This was a hospital-based retrospective study with a cohort made up of patients diagnosed and treated for squamous cell carcinoma of the tongue between January 1990 and July 1997, with 1997 taken to be the final year of the study (minimum follow-up period of 8 years).

For this 120 clinical records were revised, and 60 were selected according to the following criteria:

1. Patients with squamous cell carcinoma of the tongue as first intraoral tumor.
2. Surgery was initial treatment.
3. Established tumor-free surgical margins.
4. Access to the medical records and paraffin block of the tumor.

The gathering of data obtained from the corresponding medical records was carried out by a single observer and the histopathologic evaluation of the surgical specimen was supervised independently by two pathology specialists, who had no previous knowledge of the characteristics of the patient nor of the tumor.


Characteristics of the patient: age (quantitative variable) and sex (dichotomic variable). The age of the patient relates to their age on their first visit to the department of Oral and Maxillofacial surgery, which is the age given to the member of the department carrying out the clinical records, or the age given by one of the members of the Oncological committee.

Clinical parameters: Pre- and post-surgical size of the primary tumor (cT and pT) and postsurgical tumor size after the introduction of the tumor depth variable (ppT) considered ordinal variables.

The parameters that make up tumor size (cT and pT) were taken according to the nomenclature published by the UICC and AJCC jointly in 1993, and the resulting parameter after the introduction of maximum tumor thickness (ppT), according to the modifications obtained after the application of the multivariate system of the DÖSAK group.

Histopathologic parameters: Tumor depth, considered a quantitative variable. Maximum tumor thickness was taken to be the measurement by the pathologist, in his description of the surgical specimen or, in those cases (especially before 1994) in which this parameter was not included in the histopathologic analysis, this was reevaluated by the same pathologist for inclusion in the study.
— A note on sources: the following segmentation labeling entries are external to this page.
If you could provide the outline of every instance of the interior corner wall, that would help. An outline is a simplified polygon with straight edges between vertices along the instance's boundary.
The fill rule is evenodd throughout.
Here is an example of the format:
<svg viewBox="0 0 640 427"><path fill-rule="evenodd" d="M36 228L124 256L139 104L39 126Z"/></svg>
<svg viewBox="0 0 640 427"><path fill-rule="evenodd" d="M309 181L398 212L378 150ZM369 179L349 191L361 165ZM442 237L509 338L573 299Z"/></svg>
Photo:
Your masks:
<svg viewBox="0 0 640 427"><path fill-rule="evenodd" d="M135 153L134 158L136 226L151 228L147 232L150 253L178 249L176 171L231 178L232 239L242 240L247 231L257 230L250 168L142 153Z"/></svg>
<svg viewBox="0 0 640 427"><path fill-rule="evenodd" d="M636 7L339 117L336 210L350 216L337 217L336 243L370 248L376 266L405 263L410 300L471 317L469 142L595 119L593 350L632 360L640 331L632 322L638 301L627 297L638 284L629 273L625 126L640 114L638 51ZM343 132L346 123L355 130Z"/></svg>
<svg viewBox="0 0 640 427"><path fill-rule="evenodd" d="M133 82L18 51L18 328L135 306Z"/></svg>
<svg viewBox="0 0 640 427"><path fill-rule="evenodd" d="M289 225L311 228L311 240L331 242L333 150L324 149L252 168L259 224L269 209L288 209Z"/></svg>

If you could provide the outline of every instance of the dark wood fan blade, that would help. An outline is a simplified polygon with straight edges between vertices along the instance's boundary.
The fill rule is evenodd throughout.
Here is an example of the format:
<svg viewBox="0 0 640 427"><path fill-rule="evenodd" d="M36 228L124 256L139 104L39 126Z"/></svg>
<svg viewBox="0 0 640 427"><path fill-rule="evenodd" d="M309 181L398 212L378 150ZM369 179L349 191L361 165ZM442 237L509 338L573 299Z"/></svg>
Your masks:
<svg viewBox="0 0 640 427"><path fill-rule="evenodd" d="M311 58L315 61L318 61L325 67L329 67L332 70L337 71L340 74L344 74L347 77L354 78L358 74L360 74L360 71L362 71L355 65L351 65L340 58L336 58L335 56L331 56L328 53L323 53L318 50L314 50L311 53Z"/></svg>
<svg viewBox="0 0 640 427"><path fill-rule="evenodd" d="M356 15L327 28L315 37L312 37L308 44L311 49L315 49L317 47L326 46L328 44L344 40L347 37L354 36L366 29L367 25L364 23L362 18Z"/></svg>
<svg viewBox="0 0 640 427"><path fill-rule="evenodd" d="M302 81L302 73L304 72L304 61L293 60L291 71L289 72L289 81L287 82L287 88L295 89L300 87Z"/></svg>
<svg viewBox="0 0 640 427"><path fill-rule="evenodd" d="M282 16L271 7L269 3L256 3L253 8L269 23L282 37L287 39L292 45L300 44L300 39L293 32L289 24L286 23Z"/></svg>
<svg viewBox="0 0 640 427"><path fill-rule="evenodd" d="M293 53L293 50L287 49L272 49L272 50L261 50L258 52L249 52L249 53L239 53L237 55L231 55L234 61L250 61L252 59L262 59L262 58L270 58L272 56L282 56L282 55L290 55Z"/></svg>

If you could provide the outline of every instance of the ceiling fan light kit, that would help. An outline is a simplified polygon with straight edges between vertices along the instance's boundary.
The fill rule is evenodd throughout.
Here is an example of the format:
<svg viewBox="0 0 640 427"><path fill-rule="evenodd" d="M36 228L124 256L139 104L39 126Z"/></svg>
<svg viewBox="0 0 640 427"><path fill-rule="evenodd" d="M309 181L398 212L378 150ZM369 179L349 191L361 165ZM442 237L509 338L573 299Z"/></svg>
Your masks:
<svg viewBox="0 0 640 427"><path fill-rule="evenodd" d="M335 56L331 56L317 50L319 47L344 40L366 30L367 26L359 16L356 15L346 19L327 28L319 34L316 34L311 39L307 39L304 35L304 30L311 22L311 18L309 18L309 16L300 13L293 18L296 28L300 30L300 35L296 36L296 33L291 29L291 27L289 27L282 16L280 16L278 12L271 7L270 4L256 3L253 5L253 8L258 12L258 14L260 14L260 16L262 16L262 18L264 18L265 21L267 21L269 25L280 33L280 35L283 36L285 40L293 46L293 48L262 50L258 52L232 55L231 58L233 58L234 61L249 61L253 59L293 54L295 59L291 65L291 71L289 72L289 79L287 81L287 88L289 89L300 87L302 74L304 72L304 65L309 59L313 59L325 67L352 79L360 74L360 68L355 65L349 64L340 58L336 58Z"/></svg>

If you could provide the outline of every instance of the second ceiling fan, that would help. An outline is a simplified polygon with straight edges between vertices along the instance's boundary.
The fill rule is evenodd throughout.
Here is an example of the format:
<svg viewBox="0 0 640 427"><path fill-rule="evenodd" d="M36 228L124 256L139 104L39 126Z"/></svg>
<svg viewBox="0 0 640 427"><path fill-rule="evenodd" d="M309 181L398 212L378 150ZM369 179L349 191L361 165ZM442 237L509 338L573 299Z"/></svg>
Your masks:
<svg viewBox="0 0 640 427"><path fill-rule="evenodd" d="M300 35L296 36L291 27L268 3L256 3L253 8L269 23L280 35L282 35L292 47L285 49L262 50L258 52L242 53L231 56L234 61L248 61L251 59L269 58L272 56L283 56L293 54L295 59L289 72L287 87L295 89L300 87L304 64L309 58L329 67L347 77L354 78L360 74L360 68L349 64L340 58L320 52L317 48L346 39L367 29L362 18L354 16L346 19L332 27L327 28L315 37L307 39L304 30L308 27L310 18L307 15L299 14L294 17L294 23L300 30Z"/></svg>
The measurements were taken in a vertical sense from the surface of the tumor, and those areas corresponding to inflammation or keratinization were excluded.

Laboratory procedures

The histological specimens were processed by the department of Pathological Anatomy at the same hospital center by means of fixation in 10% formol for 12-24 hours. A macroscopic description of the sample, and sectioning of the specimen, was carried out and it was stored in paraffin blocks, which were classified according to registry number, block number and year at the time.

The measurement of tumor depth was carried out in a micrometric manner on the specimen, in such a way that if this was completely infiltrated, the measurement of tumor depth coincided with the diameter of the specimen, while if the tumor was excrescent, this measurement would be taken from the baseline, or without infiltrations, to the deepest area or layer.

Statistical procedures

A univariate analysis was first carried out of the whole sample that consisted of a frequency and descriptive analysis (position and dispersion measurements) according to the nature of the variables included. A bivariate analysis was then carried out for determining the degree of correlation, by establishing the Kappa Index (p<0.05).18 The level of statistical significance was p<0.05.

The analysis of the data was carried out by means of the SPSS 11.5 statistical package.



Univariate descriptive study

Personal data details: 26.66% were females and 73.34% were males. Mean age 58, age range 67 (88-21) and 14 was the standard deviation.

Tumor size: cT, pT and DÖSAK. The high number of tumors corresponding to T1 (23.3%) and T2 (50%) stands out, and this index remains practically constant after the histopathologic study of the surgical specimen. (Table 3)

Bivariate analytical study

Degree of concordance between cT and DÖSAK (ppT): The introduction of the concept of depth in the analysis of the surgical specimen reveals a notable descent in the clinical- histopathologic concordance of T2 tumors, while only 23.3% of those carcinomas that were classified as cT2 corresponded to this histopathologic category. This was particularly significant in cT3 tumors, with a concordance of only 12.5%. 72.7% of ppT3 tumors, were erroneously diagnosed clinically as cT2.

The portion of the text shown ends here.